幼少期に適切な愛着関係の中で甘えを経験することは、その後の健康的な発達に意味を持つといわれます。このような甘えは文化を超えて共通であるといえそうですが、それとは少し異なる、土居健郎が『「甘え」の構造』(弘文堂)で提唱したような「甘え」もあります。日本人に特有な精神構造を示唆するものとして幅広い支持を得てきました。
土居が指摘したのは、幼少期に形成される甘えが、日本人の場合、大人になってからもさまざまな行動パターンの根底に残っているのではないかということです。たとえば、「ひねくれる」、「すねる」、「ひがむ」など、少し萎縮した感情が、本人が思っている以上にその人の中で幅を利かせていたり、甘えが必ずしも言語化されないまま、社会関係の中で重要な機能を果たしていたりします。
それで、神さまイメージと甘えについて調べてみることにしました。その結果、親しい神さまイメージを取り込んでいる人は、甘えの気持ちをあまり抱かず、厳しい神さまイメージを取り込んでいる人は、屈折した甘えを抱く傾向があることが分かりました。
後で述べるように甘えは、必ずしも個を意識しない感情であるのに対して、親しい神さまイメージを取り込むプロセスは、神さまという他者との関わりを意識させるということなのかもしれません。他方、厳しい神さまイメージを取り込んでいる人が抱く屈折した甘えは、甘えの理論では「自分がない状態」を意味します。神さまを意識しながら、自信と自尊心を持てず、他者に左右される傷つきやすい自己に苦しむことになります。

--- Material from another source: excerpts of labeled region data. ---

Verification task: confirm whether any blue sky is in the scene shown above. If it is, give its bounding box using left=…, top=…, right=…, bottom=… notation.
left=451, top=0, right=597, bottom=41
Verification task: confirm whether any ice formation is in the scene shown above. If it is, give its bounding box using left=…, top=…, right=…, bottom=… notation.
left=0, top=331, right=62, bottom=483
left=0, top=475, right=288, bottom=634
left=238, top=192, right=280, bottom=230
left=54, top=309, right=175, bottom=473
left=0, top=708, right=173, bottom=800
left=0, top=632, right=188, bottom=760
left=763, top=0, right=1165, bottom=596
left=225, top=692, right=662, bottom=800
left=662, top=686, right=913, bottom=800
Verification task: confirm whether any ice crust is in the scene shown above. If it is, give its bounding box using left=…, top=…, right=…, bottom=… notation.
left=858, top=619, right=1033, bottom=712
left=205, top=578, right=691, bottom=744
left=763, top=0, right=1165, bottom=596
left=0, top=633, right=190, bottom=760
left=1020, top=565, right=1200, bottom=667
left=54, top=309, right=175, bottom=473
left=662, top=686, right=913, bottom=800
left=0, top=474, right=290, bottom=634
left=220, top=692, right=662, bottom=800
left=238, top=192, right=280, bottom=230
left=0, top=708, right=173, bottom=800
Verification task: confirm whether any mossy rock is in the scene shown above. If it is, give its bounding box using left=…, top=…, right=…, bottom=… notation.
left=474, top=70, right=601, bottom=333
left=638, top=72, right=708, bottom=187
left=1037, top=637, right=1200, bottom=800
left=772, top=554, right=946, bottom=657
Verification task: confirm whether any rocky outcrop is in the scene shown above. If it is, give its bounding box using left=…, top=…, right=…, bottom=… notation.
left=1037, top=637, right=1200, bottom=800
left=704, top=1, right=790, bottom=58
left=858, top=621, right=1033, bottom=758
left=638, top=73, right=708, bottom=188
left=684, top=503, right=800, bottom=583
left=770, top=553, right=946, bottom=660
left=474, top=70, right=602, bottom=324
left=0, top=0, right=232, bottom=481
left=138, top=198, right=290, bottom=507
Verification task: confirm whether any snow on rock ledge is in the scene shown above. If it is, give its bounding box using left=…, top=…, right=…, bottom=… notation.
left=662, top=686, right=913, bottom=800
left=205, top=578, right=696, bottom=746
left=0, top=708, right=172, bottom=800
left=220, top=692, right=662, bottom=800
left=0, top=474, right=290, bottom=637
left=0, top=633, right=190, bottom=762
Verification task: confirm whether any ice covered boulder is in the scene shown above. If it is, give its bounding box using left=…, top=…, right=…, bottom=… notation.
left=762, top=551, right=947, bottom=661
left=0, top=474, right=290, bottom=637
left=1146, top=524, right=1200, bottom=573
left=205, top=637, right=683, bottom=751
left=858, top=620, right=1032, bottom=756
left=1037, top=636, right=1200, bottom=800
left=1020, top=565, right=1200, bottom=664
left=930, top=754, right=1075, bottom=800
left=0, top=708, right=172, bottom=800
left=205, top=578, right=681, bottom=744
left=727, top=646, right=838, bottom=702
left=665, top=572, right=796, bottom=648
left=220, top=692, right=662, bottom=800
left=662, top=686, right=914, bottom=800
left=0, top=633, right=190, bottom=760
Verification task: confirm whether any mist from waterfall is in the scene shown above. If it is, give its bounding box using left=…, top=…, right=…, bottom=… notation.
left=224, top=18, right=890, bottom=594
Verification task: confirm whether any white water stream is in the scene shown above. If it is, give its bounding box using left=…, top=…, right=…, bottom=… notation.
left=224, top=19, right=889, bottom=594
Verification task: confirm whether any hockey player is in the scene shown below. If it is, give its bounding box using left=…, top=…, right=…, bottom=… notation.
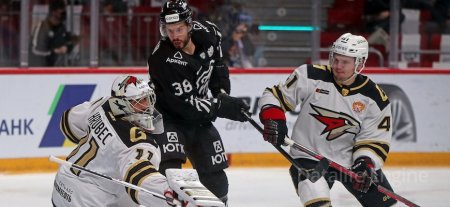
left=259, top=33, right=396, bottom=207
left=52, top=76, right=177, bottom=207
left=148, top=0, right=249, bottom=202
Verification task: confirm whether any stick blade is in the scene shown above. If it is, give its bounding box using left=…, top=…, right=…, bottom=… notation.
left=307, top=158, right=330, bottom=183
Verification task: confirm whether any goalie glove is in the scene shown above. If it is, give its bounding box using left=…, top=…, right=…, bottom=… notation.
left=352, top=156, right=378, bottom=193
left=259, top=105, right=288, bottom=146
left=164, top=188, right=184, bottom=207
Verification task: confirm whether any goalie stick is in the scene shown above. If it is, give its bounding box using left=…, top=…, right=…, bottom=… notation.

甘えと信仰は別物です。信頼は、対象が他者として意識されると、それに連動するように、自分も個として意識されるようになります。ところが、神さまへの甘え、居心地がよいと感じる感覚、神さまと一つとされたという言い方で表現されるとろける感じなどは、個が希薄でも成り立ちます。「恵まれた」という言い方が、甘えや心地よさだけを表しているとしたら、自分の在り方を問い直してみることが、信仰の成長の助けになるかもしれません。
個が希薄で、主体的にものを考えにくい精神構造の中で甘えや心地よさだけを求めていくと、それがマインド・コントロールの構図や権威主義的な教会の在り方を成立させることに一役買ってしまう可能性も否定できません。そしてその背景に、厳しい神さまイメージが横たわっているかもしれないということです。この意味で、親しい神さまイメージが健康的に内在化されていることは、決定的に重要であるといえます。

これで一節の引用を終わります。